Pluralitas adalah sesuatu yang bersifat alami, sedangkan pluralisme
bersifat kultural. Tidak seperti pluralitas yang merupakan pemberian
atau anugerah Tuhan, pluralisme adalah sebuah “prestasi” bersama dari
kelompok agama, etnis, dan budaya yang berlainan untuk menciptakan
sebuah “masyarakat bersama”. Dengan kata lain, pluralisme adalah sebuah
proses pergumulan kreatif-intensif terhadap fakta pluralitas itu yang
bertujuan menciptakan sebuah “komunitas bersama” yang saling menghargai
keragaman dan keunikan masing-masing agama dan budaya. Pluralitas baru
akan menjadi pluralisme, jika masing-masing umat bersedia membuka ruang
dialog yang sehat dan pergumulan yang intensif.
Menurut pakar
studi pluralisme dari Harvard, Profesor Diana Eck, pluralisme tidak
sekedar toleransi, melainkan sebuah proses pencarian pemahaman secara
aktif menembus batas-batas perbedaan. Pluralisme juga beda dengan
sinkretisme atau paham pencampuradukan ajaran keagamaan seperti New Age
misalnya. Pluralisme juga bukan berarti penyamarataan ajaran. Yang
terakhir ini namanya “singularisme”, bukan “pluralisme”. Pluralisme juga
bukan relativisme karena dalam pluralisme ada semacam “perjumpaan
komitmen” yang absen dalam relativisme.
Seorang pluralis bukan
berarti seorang yang menanggalkan identitas keagamaan dan komitmennya
terhadap agama tertentu karena inti dari pluralisme adalah perjumpaan
komitmen untuk membangun hubungan sinergis satu dengan yang lain.

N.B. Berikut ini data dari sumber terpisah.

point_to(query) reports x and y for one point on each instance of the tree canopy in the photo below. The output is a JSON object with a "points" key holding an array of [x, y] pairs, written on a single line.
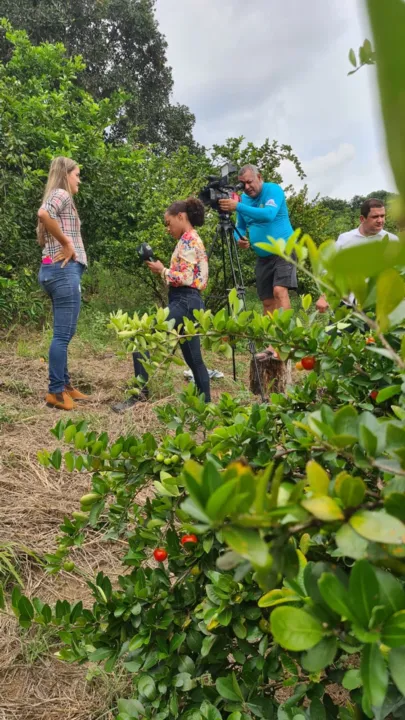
{"points": [[123, 49]]}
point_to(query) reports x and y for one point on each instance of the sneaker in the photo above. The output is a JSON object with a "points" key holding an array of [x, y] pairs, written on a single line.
{"points": [[62, 401], [76, 394], [212, 374], [128, 403]]}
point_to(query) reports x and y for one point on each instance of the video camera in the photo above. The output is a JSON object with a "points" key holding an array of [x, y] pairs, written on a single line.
{"points": [[145, 252], [220, 188]]}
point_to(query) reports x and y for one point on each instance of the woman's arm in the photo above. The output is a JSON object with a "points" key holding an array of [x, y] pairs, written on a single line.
{"points": [[186, 256], [52, 226]]}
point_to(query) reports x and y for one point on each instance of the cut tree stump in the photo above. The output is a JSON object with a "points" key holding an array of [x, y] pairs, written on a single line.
{"points": [[274, 376]]}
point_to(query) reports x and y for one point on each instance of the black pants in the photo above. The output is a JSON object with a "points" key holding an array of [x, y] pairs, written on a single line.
{"points": [[182, 302]]}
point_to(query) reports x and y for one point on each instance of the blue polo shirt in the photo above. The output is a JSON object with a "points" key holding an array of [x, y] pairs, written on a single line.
{"points": [[264, 216]]}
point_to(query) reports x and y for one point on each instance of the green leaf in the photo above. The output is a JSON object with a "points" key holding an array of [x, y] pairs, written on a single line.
{"points": [[390, 292], [396, 661], [248, 544], [335, 595], [393, 632], [320, 656], [352, 679], [294, 629], [207, 644], [392, 594], [324, 508], [363, 591], [318, 478], [80, 440], [217, 507], [69, 461], [374, 675], [352, 491], [346, 421], [378, 527], [317, 710], [228, 688], [350, 543], [388, 28], [278, 597], [147, 687], [388, 392], [210, 712]]}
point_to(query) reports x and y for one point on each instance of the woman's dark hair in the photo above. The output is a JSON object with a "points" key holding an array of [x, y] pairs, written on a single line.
{"points": [[192, 207]]}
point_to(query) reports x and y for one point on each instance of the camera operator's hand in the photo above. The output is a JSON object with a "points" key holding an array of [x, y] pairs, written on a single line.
{"points": [[243, 243], [228, 205], [156, 266]]}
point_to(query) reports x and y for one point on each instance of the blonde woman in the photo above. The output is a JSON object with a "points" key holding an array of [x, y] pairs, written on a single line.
{"points": [[63, 263]]}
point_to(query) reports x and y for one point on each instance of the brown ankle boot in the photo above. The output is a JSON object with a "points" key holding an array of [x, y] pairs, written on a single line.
{"points": [[75, 394], [63, 401]]}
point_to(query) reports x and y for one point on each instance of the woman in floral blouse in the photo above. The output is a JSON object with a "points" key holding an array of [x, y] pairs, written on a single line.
{"points": [[186, 277]]}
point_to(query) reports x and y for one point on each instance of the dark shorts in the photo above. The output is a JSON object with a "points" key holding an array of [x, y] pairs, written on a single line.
{"points": [[272, 271]]}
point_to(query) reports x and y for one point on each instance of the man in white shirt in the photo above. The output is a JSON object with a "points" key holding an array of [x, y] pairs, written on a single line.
{"points": [[372, 219]]}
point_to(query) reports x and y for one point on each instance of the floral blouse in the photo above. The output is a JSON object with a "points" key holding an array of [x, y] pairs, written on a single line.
{"points": [[189, 263]]}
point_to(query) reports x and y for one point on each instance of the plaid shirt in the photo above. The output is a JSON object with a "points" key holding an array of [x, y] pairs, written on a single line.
{"points": [[61, 208]]}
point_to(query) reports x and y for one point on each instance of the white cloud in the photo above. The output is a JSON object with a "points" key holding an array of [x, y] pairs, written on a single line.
{"points": [[278, 69]]}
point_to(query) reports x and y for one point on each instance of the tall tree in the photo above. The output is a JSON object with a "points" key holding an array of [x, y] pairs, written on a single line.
{"points": [[123, 49]]}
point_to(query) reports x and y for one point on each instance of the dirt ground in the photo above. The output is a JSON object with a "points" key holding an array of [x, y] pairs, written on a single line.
{"points": [[34, 685]]}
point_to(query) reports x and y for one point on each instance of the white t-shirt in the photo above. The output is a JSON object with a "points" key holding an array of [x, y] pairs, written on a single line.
{"points": [[354, 237]]}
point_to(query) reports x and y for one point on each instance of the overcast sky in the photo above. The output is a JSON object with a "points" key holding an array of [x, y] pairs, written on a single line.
{"points": [[278, 69]]}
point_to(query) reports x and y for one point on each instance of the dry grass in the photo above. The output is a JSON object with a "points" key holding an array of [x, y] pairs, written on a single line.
{"points": [[34, 685]]}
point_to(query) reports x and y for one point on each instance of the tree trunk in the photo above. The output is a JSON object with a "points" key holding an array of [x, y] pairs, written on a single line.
{"points": [[273, 376]]}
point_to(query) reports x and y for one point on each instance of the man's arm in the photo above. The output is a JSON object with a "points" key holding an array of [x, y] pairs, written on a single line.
{"points": [[268, 212]]}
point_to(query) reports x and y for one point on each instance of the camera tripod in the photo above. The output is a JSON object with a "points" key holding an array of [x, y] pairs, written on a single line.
{"points": [[233, 276]]}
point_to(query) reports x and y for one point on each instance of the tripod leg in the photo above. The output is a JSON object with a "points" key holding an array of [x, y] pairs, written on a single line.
{"points": [[237, 274]]}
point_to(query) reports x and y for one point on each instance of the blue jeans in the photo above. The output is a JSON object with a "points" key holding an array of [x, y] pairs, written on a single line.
{"points": [[182, 302], [63, 287]]}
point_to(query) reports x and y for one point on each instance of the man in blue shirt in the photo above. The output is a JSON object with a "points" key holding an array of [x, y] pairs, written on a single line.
{"points": [[262, 213]]}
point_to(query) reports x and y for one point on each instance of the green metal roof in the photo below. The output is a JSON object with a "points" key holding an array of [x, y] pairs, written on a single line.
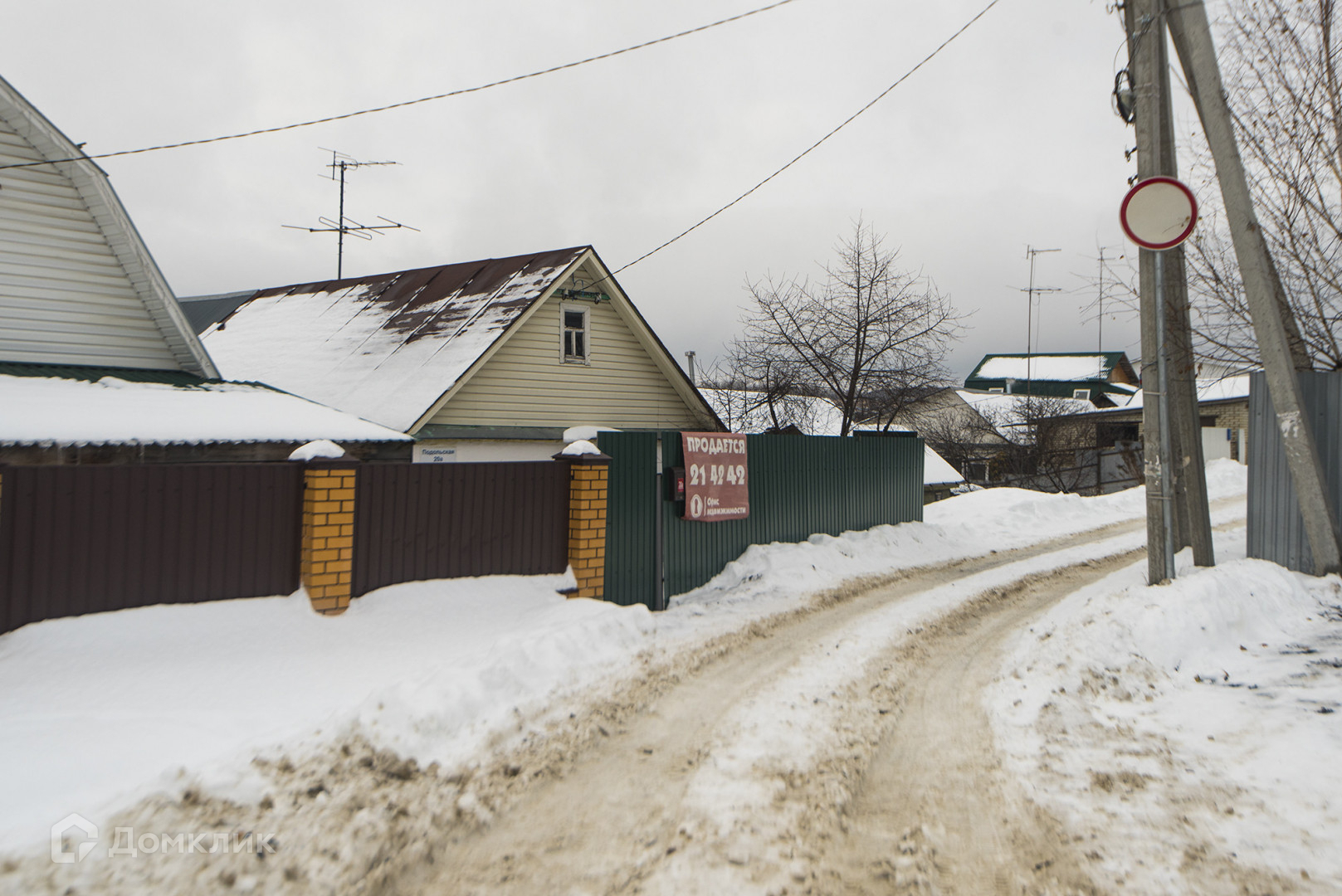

Seorang pluralis bukan berarti tidak mengakui eksistensi perbedaan agama
sebab perbedaan itu adalah sebuah fakta-fakta sosial yang tidak bisa
diabaikan, akan tetapi, bagi seorang pluralis, perbedaan agama itu
dijadikan sebagai sumber bagi hubungan agama yang sehat, saling
menghormati, serta sebagai kekuatan pemersatu, bukan sebaliknya, melihat
perbedaan itu sebagai faktor pemecah yang mengancam identitas keagamaan
dan kebudayaan tertentu.
Selanjutnya, pluralisme itu dibangun
diatas basis dialog. Bahasa pluralisme adalah bahasa dialog dan
perjumpaan, saling menerima dan memberi, serta mau melakukan kritik
diri. Dialog berarti berbicara sekaligus bersedia mendengarkan orang dan
umat lain. Proses dialog itu harus berusaha menciptakan pemahaman
bersama atas fakta-fakta perbedaan dengan sikap hormat dan saling
menghargai. Perlu juga dicatat bahwa dialog berbeda dengan debat. Dalam
dialog target yang hendak dicapai adalah saling memahami bukan saling
mengalahkan seperti dalam debat. Tidak ada kalah-menang dalam dialog.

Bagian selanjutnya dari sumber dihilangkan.